ASEAN sebagai organisasi regional yang memiliki pengaruh pada kawasan serta beerapa
anggotanya ikut terlibat pada sengketa Laut China Selatan, harus mengambil peran serta solusi
dari permasalahan yang terjadi karena hal ini sudah jelas dari salah satu tujuan dari pembentukan
ASEAN yaitu “to promote regional peace and stability through abiding respect for justice and the
rule of the law in the relationship among countries of the region and adherence to the principles of
the United Nations Charter” (Putra & Aqimuddin, 2011, hlm. 35). ASEAN sendiri merupakan
forum komunikasi di tingkat regional negara-negara pada kawasan Asia Tenggara. ASEAN sendiri
memiliki fokus yang dikenal dengan tiga pilar yakni keamanan,ekonomi, serta sosial budaya.

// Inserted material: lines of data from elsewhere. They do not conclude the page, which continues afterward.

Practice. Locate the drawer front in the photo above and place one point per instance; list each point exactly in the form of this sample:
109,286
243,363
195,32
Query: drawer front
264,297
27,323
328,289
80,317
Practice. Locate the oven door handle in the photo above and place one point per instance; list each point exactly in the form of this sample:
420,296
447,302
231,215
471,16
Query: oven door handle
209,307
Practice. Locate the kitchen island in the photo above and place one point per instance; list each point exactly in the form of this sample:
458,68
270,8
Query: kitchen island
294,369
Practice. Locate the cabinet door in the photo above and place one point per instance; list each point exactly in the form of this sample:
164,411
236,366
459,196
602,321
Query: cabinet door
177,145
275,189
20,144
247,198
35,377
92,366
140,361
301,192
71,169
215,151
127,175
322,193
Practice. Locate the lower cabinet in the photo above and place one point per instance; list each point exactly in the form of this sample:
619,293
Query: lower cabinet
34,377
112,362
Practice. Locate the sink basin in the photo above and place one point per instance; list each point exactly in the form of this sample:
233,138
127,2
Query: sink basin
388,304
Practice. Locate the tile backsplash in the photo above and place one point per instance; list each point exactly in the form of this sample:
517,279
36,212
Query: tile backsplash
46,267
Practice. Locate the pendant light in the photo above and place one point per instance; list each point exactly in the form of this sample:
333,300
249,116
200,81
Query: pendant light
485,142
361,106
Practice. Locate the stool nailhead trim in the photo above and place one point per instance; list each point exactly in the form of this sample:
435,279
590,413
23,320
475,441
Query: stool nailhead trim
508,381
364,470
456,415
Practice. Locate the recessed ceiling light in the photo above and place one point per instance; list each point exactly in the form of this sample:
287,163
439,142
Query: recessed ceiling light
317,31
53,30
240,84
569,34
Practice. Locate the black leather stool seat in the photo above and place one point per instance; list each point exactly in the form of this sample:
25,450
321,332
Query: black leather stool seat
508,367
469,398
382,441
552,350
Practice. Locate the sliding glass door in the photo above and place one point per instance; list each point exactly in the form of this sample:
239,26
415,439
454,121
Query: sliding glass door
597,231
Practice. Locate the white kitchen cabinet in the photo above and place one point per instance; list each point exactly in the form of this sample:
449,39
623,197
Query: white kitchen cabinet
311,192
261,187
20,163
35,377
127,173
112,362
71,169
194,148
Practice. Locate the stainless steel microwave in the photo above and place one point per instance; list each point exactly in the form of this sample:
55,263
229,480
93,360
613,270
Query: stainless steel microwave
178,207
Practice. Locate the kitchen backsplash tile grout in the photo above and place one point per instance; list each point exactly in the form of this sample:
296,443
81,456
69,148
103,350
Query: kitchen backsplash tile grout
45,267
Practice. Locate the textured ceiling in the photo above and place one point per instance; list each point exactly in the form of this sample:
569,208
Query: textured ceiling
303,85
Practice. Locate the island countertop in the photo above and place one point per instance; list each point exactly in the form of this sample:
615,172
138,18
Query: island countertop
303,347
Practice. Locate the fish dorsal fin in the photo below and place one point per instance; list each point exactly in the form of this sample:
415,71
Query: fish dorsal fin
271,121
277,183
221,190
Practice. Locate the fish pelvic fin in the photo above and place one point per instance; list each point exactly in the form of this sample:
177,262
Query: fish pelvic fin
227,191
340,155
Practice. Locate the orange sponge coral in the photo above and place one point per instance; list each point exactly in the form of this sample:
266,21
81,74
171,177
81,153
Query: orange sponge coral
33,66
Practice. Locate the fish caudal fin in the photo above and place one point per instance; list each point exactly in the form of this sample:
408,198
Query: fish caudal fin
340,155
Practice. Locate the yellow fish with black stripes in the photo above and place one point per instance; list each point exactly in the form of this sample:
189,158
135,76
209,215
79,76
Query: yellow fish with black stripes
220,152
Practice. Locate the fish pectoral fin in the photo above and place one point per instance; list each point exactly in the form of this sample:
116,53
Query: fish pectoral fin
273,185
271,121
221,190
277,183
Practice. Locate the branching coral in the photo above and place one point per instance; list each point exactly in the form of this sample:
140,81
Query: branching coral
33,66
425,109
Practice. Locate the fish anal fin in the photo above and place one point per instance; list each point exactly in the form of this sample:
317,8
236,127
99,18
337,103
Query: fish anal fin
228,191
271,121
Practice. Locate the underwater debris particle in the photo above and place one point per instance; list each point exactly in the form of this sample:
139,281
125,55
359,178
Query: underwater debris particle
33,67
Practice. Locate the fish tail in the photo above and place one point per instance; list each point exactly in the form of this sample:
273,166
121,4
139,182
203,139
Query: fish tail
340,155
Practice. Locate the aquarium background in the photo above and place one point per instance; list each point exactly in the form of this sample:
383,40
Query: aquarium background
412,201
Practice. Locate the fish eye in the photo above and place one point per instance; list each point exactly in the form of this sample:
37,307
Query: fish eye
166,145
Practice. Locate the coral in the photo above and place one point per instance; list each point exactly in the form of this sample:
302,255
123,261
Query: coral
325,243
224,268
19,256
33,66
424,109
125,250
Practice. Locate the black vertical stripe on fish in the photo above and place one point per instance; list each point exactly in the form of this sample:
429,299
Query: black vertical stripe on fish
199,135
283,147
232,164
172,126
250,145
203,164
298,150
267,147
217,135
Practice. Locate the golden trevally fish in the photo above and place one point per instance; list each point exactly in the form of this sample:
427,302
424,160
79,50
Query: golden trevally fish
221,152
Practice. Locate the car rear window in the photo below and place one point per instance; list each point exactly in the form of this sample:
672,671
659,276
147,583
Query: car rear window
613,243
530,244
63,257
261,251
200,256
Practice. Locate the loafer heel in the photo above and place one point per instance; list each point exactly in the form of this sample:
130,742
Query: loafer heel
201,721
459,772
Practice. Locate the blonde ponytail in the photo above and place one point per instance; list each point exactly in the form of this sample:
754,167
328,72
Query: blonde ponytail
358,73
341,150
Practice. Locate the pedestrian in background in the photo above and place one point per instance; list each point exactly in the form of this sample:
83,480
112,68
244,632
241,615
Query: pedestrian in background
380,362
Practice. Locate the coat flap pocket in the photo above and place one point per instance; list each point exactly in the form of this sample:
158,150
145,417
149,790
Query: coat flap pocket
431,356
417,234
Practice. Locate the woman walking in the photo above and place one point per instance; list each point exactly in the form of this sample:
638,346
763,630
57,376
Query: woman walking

Konflik Laut China Selatan sudah jelas termasuk kedalam sengketa yang menganggu perdamaian
serta keharmonisan di Asia Tenggara
Pada penganalisisan ini saya menggunakan teori Neorealisme, yang dimana merupakan
teori yang dikembangkan pertama kali oleh Kenneth Waltz. Neorealis melihat, kerjasama diantara
negara pada dunia internasional masih memungkinkan terjadi selama dilakukan untuk kepentingan
negara dan sebisa mungkin negara dapat mengambil keuntungan dalam skala besar dari
dilakukannya kerjasama.
Konflik Laut China Selatan sudah jelas termasuk kedalam sengketa yang menganggu
perdamaian serta keharmonisan di Asia Tenggara. Dengan ditandatanganinya TAC sudah
dipastikan China mengikuti prinsip dasar TAC yang dimana secara garis besar menghargai
perdamaian serta keharmonisan pada kawasan. Kerjasama yang dibentuk lebih banyak berfokus
pada menjaga keamanan dan kenyamanan di kawasan,hal ini tidak menuntup kemungkinan dapat
diselenggarakannya kerjasama di berbagai bidang. dalam hal ini kita bisa menggunakan ARF dan
Diplomasi kemanan. ARF dianggap sebagai track-one diplomacy yang berarti diskusi atau
diplomasi jalur pertama yang bersifat formal. Di kawasan Asia Pasifik sendiri track-one diplomacy
biasanya dilengkapi dengan track-two diplomacy yaitu diplomasi jalur kedua yang bersifat
informal.Track-two diplomacy ini mampu membicarakan isu yang sensitif yang biasanya
dihindari oleh pemerintah karena adanya tekanan-tekanan dalam politik dan diplomasi
(Weatherbee, 2010, hlm. 162). ARF mempromosikan confidence-building, development of
preventive diplomacy, and elaboration of approaches to conflict sebagai three- phases process of
security dialogue and cooperation (Xuecheng, 2005, hlm. 40).